Acacia rendlei is a shrub of the genus Acacia and the subgenus Phyllodineae that is endemic to south western Australia.

==Description==
The dense, spreading and pungent shrub typically grows to a height of 0.3 to 1.1 m with an intricate habit. It has glabrous branchlets with spinose stipules that are 6 to 17 mm in length and widely spreading. Like most species of Acacia it has phyllodes rather than true leaves. The pungent, evergreen and dimidiate phyllodes have a length of 6.5 to 10 mm and a width of 4.5 to 7.5 mm with a midrib that is not prominent. It blooms from October to December and produces yellow flowers. The simple inflorescences occur singly or in pairs in the axils and have spherical flower-heads containing 26 to 32 golden coloured flowers. Following flowering firmly chartaceous seed pods form that have a narrowly oblong shape with a length of up to 45 mm and awidth of 6.5 to 8 mm.

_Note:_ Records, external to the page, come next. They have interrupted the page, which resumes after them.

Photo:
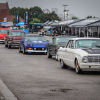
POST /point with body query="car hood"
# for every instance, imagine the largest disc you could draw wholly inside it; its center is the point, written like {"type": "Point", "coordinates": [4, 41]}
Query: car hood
{"type": "Point", "coordinates": [36, 42]}
{"type": "Point", "coordinates": [16, 37]}
{"type": "Point", "coordinates": [92, 51]}
{"type": "Point", "coordinates": [61, 44]}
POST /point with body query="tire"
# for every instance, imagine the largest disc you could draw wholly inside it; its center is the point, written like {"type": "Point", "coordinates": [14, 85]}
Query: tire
{"type": "Point", "coordinates": [24, 51]}
{"type": "Point", "coordinates": [56, 57]}
{"type": "Point", "coordinates": [48, 54]}
{"type": "Point", "coordinates": [20, 49]}
{"type": "Point", "coordinates": [77, 67]}
{"type": "Point", "coordinates": [9, 46]}
{"type": "Point", "coordinates": [62, 64]}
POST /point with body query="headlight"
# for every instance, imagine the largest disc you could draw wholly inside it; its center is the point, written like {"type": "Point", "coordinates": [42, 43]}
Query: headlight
{"type": "Point", "coordinates": [85, 59]}
{"type": "Point", "coordinates": [10, 39]}
{"type": "Point", "coordinates": [30, 45]}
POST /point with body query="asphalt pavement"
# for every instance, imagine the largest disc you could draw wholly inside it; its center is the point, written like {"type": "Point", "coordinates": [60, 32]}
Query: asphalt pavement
{"type": "Point", "coordinates": [36, 77]}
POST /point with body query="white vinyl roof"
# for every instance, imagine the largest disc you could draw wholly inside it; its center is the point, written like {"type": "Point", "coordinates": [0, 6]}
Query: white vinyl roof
{"type": "Point", "coordinates": [84, 23]}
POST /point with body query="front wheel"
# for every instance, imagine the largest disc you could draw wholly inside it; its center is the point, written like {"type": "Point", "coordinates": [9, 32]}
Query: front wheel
{"type": "Point", "coordinates": [77, 67]}
{"type": "Point", "coordinates": [62, 64]}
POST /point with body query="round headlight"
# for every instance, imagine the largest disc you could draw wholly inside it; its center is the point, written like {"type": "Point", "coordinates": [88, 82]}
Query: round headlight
{"type": "Point", "coordinates": [85, 59]}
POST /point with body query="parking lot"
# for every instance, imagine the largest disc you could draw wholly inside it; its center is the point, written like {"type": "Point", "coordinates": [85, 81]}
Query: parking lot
{"type": "Point", "coordinates": [33, 76]}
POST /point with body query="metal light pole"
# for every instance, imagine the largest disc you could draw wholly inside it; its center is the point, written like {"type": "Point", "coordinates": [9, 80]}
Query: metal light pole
{"type": "Point", "coordinates": [65, 10]}
{"type": "Point", "coordinates": [67, 14]}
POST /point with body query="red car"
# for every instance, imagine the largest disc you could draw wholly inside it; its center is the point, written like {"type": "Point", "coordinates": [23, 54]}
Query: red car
{"type": "Point", "coordinates": [3, 33]}
{"type": "Point", "coordinates": [13, 38]}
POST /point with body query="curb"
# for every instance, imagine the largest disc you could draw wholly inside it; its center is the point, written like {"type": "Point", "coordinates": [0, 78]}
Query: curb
{"type": "Point", "coordinates": [5, 91]}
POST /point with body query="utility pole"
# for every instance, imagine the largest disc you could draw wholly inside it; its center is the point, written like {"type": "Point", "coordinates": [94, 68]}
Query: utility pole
{"type": "Point", "coordinates": [67, 14]}
{"type": "Point", "coordinates": [65, 10]}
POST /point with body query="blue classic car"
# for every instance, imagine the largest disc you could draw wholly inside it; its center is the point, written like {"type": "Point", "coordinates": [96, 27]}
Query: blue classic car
{"type": "Point", "coordinates": [33, 43]}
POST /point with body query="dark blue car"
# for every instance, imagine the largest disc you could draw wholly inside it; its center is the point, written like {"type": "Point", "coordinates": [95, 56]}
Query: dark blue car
{"type": "Point", "coordinates": [33, 43]}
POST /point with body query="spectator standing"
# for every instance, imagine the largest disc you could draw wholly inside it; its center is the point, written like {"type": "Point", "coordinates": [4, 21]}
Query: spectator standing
{"type": "Point", "coordinates": [42, 31]}
{"type": "Point", "coordinates": [51, 31]}
{"type": "Point", "coordinates": [55, 32]}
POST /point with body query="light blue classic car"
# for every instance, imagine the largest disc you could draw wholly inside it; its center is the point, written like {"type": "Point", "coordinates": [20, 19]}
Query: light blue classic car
{"type": "Point", "coordinates": [33, 43]}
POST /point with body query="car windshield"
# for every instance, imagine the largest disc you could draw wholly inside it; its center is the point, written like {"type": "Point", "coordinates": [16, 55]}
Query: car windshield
{"type": "Point", "coordinates": [17, 34]}
{"type": "Point", "coordinates": [62, 39]}
{"type": "Point", "coordinates": [35, 39]}
{"type": "Point", "coordinates": [3, 31]}
{"type": "Point", "coordinates": [88, 43]}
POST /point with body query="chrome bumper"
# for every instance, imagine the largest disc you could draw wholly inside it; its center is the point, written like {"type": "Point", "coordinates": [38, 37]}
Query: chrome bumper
{"type": "Point", "coordinates": [36, 51]}
{"type": "Point", "coordinates": [90, 66]}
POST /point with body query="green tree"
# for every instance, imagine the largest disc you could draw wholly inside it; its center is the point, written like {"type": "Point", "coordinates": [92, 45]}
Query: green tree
{"type": "Point", "coordinates": [34, 12]}
{"type": "Point", "coordinates": [48, 16]}
{"type": "Point", "coordinates": [13, 20]}
{"type": "Point", "coordinates": [74, 17]}
{"type": "Point", "coordinates": [88, 17]}
{"type": "Point", "coordinates": [35, 20]}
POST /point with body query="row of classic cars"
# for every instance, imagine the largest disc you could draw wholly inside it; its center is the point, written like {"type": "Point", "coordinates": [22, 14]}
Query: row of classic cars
{"type": "Point", "coordinates": [79, 53]}
{"type": "Point", "coordinates": [83, 54]}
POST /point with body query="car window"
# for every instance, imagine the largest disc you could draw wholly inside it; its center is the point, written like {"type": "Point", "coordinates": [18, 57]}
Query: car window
{"type": "Point", "coordinates": [17, 33]}
{"type": "Point", "coordinates": [3, 31]}
{"type": "Point", "coordinates": [70, 44]}
{"type": "Point", "coordinates": [35, 39]}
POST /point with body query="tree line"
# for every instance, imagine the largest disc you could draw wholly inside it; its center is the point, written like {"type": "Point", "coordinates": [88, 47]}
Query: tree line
{"type": "Point", "coordinates": [36, 15]}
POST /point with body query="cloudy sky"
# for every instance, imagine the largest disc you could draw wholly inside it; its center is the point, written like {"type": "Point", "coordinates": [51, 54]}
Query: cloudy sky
{"type": "Point", "coordinates": [79, 8]}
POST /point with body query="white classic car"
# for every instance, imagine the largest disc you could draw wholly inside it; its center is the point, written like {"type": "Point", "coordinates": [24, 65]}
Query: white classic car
{"type": "Point", "coordinates": [83, 54]}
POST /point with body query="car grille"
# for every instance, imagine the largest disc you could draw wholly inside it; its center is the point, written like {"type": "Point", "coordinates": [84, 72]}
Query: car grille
{"type": "Point", "coordinates": [93, 58]}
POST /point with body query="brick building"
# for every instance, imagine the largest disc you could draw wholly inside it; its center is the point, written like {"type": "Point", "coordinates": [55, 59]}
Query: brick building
{"type": "Point", "coordinates": [4, 11]}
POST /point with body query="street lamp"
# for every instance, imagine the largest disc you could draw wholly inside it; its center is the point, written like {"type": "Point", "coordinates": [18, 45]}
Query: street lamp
{"type": "Point", "coordinates": [67, 14]}
{"type": "Point", "coordinates": [65, 10]}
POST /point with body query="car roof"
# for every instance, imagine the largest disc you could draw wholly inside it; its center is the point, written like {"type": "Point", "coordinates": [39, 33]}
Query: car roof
{"type": "Point", "coordinates": [34, 36]}
{"type": "Point", "coordinates": [67, 36]}
{"type": "Point", "coordinates": [84, 38]}
{"type": "Point", "coordinates": [17, 31]}
{"type": "Point", "coordinates": [4, 29]}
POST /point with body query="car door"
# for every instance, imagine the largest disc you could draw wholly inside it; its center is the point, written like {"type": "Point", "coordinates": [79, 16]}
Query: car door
{"type": "Point", "coordinates": [69, 53]}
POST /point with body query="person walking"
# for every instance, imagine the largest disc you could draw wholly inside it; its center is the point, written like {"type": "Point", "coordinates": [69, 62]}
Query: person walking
{"type": "Point", "coordinates": [42, 31]}
{"type": "Point", "coordinates": [51, 31]}
{"type": "Point", "coordinates": [55, 32]}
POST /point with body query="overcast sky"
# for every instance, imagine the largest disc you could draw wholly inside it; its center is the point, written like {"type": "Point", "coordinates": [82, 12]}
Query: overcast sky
{"type": "Point", "coordinates": [79, 8]}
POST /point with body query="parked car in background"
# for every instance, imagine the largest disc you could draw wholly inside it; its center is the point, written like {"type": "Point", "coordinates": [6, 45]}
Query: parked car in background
{"type": "Point", "coordinates": [3, 33]}
{"type": "Point", "coordinates": [39, 32]}
{"type": "Point", "coordinates": [57, 42]}
{"type": "Point", "coordinates": [83, 54]}
{"type": "Point", "coordinates": [33, 43]}
{"type": "Point", "coordinates": [13, 38]}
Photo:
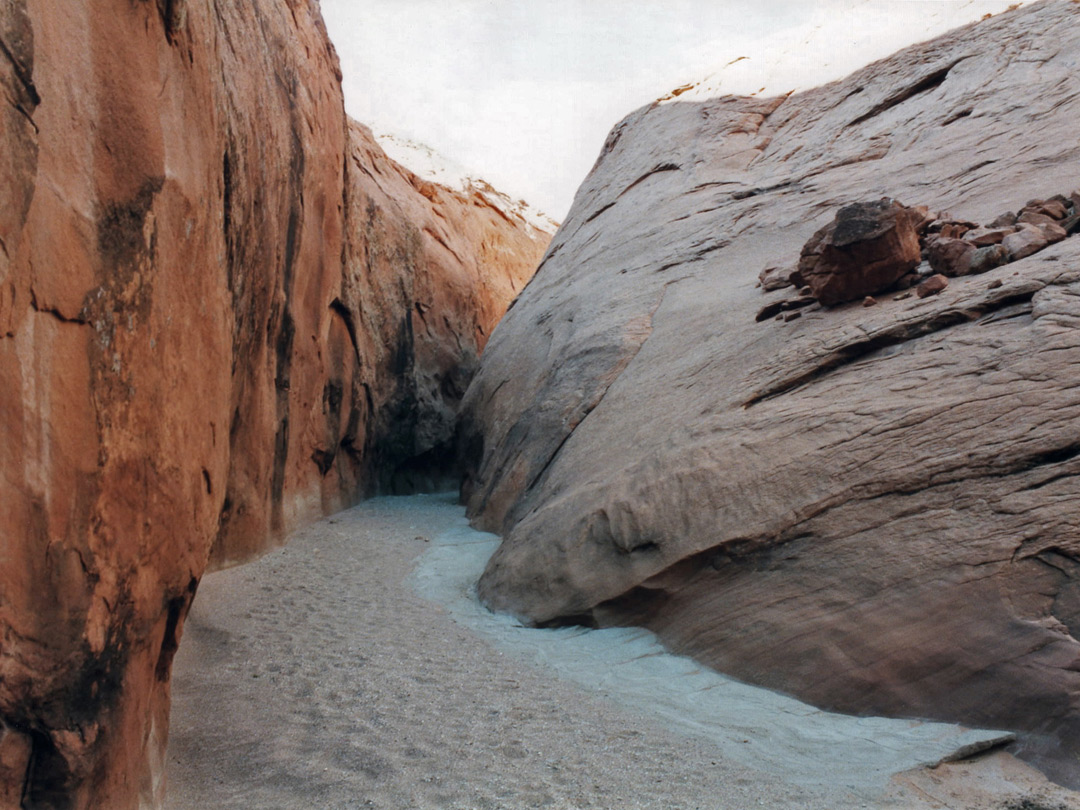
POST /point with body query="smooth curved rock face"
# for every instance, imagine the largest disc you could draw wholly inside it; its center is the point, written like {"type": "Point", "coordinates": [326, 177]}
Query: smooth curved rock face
{"type": "Point", "coordinates": [872, 508]}
{"type": "Point", "coordinates": [184, 356]}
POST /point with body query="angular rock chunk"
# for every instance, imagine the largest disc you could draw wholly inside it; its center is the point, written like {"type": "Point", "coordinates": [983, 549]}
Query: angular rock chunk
{"type": "Point", "coordinates": [866, 248]}
{"type": "Point", "coordinates": [933, 285]}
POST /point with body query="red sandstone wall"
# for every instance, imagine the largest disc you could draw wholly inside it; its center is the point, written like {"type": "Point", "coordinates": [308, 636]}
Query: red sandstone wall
{"type": "Point", "coordinates": [179, 352]}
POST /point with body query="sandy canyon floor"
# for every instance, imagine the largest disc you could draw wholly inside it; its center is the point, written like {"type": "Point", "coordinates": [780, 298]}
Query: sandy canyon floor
{"type": "Point", "coordinates": [353, 669]}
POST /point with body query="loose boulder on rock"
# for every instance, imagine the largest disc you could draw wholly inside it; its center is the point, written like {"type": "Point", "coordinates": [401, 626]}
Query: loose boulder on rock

The elliptic shaped seeds have a length of about 4.5 mm and a linear aril that curves around the base of the seed.

==Distribution==
It is native to an area in the Wheatbelt and Goldfields-Esperance regions of Western Australia where it is often situated on flats and low hills growing in rocky calcareous loamy or sandy soils. It has a scattered distribution from around the Parker Range in the west to around Kanandah Station in the east where it is often found as a part of open Eucalyptus woodland communities.